ARTEMIS-3337: Correctly handle multiple connection failures#3613
ARTEMIS-3337: Correctly handle multiple connection failures#3613clebertsuconic merged 1 commit intoapache:mainfrom
Conversation
|
@meierhofer08 good catch. Why not just detaching the sessions from the old connections in preHandleFailover avoiding a useless call to handleFailover? |
|
Hmm good question. I didn't want to change the existing code too much to avoid any additional side effects.

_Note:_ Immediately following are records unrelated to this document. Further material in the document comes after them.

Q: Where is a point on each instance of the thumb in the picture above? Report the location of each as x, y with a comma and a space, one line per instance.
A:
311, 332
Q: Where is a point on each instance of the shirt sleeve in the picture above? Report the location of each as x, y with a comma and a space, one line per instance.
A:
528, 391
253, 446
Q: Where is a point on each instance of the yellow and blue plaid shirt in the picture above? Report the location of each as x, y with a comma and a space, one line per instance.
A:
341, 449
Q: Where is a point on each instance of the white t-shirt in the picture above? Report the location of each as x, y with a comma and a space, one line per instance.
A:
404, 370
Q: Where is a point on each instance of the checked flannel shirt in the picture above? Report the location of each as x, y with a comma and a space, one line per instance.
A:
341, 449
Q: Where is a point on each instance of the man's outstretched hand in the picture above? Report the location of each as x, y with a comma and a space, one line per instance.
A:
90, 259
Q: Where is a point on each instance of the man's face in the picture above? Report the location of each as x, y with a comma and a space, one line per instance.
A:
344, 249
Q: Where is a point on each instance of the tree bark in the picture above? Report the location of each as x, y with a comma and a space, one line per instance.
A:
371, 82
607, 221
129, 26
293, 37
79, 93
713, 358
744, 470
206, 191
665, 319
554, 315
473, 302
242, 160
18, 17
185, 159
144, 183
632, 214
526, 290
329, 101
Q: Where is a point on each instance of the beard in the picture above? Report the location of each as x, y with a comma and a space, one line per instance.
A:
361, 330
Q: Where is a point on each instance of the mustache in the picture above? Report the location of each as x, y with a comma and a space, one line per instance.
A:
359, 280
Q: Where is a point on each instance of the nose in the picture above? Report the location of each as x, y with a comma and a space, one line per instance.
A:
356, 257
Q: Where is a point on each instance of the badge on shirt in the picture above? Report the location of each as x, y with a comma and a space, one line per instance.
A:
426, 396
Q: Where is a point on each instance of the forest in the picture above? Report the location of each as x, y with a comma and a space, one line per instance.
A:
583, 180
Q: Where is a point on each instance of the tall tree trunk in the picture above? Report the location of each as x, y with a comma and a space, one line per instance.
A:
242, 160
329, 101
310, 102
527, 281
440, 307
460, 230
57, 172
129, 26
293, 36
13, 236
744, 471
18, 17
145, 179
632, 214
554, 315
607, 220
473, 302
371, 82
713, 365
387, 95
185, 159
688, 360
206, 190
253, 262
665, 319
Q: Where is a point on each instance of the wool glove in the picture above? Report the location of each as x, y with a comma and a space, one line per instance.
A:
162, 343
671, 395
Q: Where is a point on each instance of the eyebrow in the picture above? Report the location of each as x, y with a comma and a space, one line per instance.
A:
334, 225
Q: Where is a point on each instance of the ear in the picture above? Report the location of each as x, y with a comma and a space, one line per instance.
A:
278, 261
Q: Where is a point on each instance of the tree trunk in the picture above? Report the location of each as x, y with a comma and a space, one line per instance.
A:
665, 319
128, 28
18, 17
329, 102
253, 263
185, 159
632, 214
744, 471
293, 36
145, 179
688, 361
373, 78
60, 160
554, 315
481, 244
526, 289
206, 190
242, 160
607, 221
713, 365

Detaching the sessions in preHandleFailover is not so easy as "transferConnection" cannot be called because there is no new connection yet at that point. And I'm not sure if just detaching from the old connection is fine, there is no method for this (yet) and the current transferConnection sets "transferring = true", I'm not sure if I can set this when just removing the old connection. I think the best compromise that shouldn't create issues would be to call session.getSessionContext().getSessionChannel().transferConnection() for the remaining sessions after 1 session's handleFailover() fails, or create something like a "clientHandleFailover" that wraps this and doesn't do any server requests for the remaining sessions. |
|
I changed it now to only execute "client-side" failover for the remaining sessions if a previous session failed to do correct failover. |
Previously, when during reconnect one session couldn't be transferred to the new connection, we instantly returned and didn't execute failover for the other sessions. This produced the issue that for sessions where no failover was executed, their channels were still present on the old connection. When the old connection was then destroyed, these channels were closed although the reconnect was still ongoing, which lead to "dead" sessions. Now, if a session failover fails, for the remaining sessions the "client-side" part of failover is executed, which removes the sessions from the old connection so that they are not closed when the old connection is closed afterwards.
|
@brusdev Are you ok with the adapted solution and if yes, could you merge this PR? |
|
@meierhofer08 thanks, for your contribution it LGTM, I executed the test-suite and I didn't see any regression. Could you possibly add a test to validate this fix and mitigate any regressions in the future? |
|
I have created the #3623 PR to add a test. @meierhofer08 thanks for your contribution. |
|
Ok thank you, writing a test would've taken myself longer probably. |
Previously, when during reconnect one session couldn't be transferred
to the new connection, we instantly returned and didn't execute failover
for the other sessions. This produced the issue that for sessions
where no failover was executed, their channels were still present on the
old connection. When the old connection was then destroyed, these channels
were closed although the reconnect was still ongoing, which lead to
"dead" sessions.
Now, we always execute failover for every session so that the channels
are guaranteed to be removed from the old connection before it is destroyed.